Des batailles sont revécues, remembrances des mythes anciens mêlant les dieux et les déesses ainsi que les super héros. Brigitte tisse ce manteau énergétique qui recouvre le territoire. Ainsi elle relie les êtres vivants du territoire, les rochers et les humains. Sur cette carte le moindre champ a un nom. Ces lieux côtoyés au quotidien ravivent par leur nom les mythes et les faits, les malaxant pour en faire une matière d’histoires vivantes.

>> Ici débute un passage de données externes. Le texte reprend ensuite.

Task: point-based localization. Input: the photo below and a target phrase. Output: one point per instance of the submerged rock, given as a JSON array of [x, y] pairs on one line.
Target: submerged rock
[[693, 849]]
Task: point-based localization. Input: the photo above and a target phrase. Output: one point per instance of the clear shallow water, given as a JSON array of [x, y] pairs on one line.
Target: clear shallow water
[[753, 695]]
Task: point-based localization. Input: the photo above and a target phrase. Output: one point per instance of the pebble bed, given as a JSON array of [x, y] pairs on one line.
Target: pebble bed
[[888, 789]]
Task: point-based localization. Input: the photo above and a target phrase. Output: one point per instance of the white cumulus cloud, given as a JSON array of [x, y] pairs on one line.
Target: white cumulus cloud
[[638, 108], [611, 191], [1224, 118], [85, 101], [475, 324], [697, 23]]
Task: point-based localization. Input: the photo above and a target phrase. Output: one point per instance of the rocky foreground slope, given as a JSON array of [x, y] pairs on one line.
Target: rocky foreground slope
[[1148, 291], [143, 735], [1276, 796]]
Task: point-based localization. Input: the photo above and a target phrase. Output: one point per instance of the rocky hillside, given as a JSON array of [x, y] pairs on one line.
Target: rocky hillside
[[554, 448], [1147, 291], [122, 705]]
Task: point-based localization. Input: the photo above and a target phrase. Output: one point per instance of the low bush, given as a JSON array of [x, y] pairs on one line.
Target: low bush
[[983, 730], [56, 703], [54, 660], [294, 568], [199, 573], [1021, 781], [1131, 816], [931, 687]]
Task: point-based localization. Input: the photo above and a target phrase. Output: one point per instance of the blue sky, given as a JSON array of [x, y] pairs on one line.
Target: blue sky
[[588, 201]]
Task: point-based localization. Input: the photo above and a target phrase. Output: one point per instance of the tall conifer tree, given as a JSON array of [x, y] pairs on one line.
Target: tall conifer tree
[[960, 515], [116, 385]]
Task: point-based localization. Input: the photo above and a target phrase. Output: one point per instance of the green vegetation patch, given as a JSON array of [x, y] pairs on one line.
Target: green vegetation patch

Le quotidien est peuplé d’imaginaire et de culturel, cette matière qui crée le lien et qui maintient tout ce monde d’un seul tenant malgré sa diversité.

Toponymie bretonne.

André Cornec a écrit une thèse Microtoponymie du canton de Briec où il répertorie vingt mille noms de champs.

Voyez une carte de l’île de Bréhat que je connais, le moindre rocher même recouvert à marée haute a un nom ou encore l’Île Grande. Car le nom crée le lien entre l’humain et son territoire. En fait ce microcosme qu’est le territoire local est un reflet du monde. Par exemple, les récits de navigation comme la navigation de Bran comme celle d’Ulysse pour les Grecs sont des précis de navigation. Ces histoire véhiculent les mythes et en même temps remplacent les cartes. Ces mythes en retour s’incarnent en local. Par exemple, un îlot deviendra une île et les oiseaux, des fées. Le territoire est un support pour l’imagination et le moindre détail est encodé de mythes.

Et remembrement …

Le remembrement a participé de tuer la langue bretonne et le gallo, effaçant comme sur une ardoise les noms de chaque lieu, chaque champ.

Le manteau de Brigitte est cette trame de l’esprit, de lumière qui relie la Communauté dont font partie les rochers, la terre, les végétaux et la faune sans compter les ancêtres, les esprits, les dieux et déesses.

Je regarde vers cette nouvelle aube où les humains retisseront le lien avec les animaux, les arbres, les reliefs du terrain, les monolithes et reformeront une communauté avec le paysage.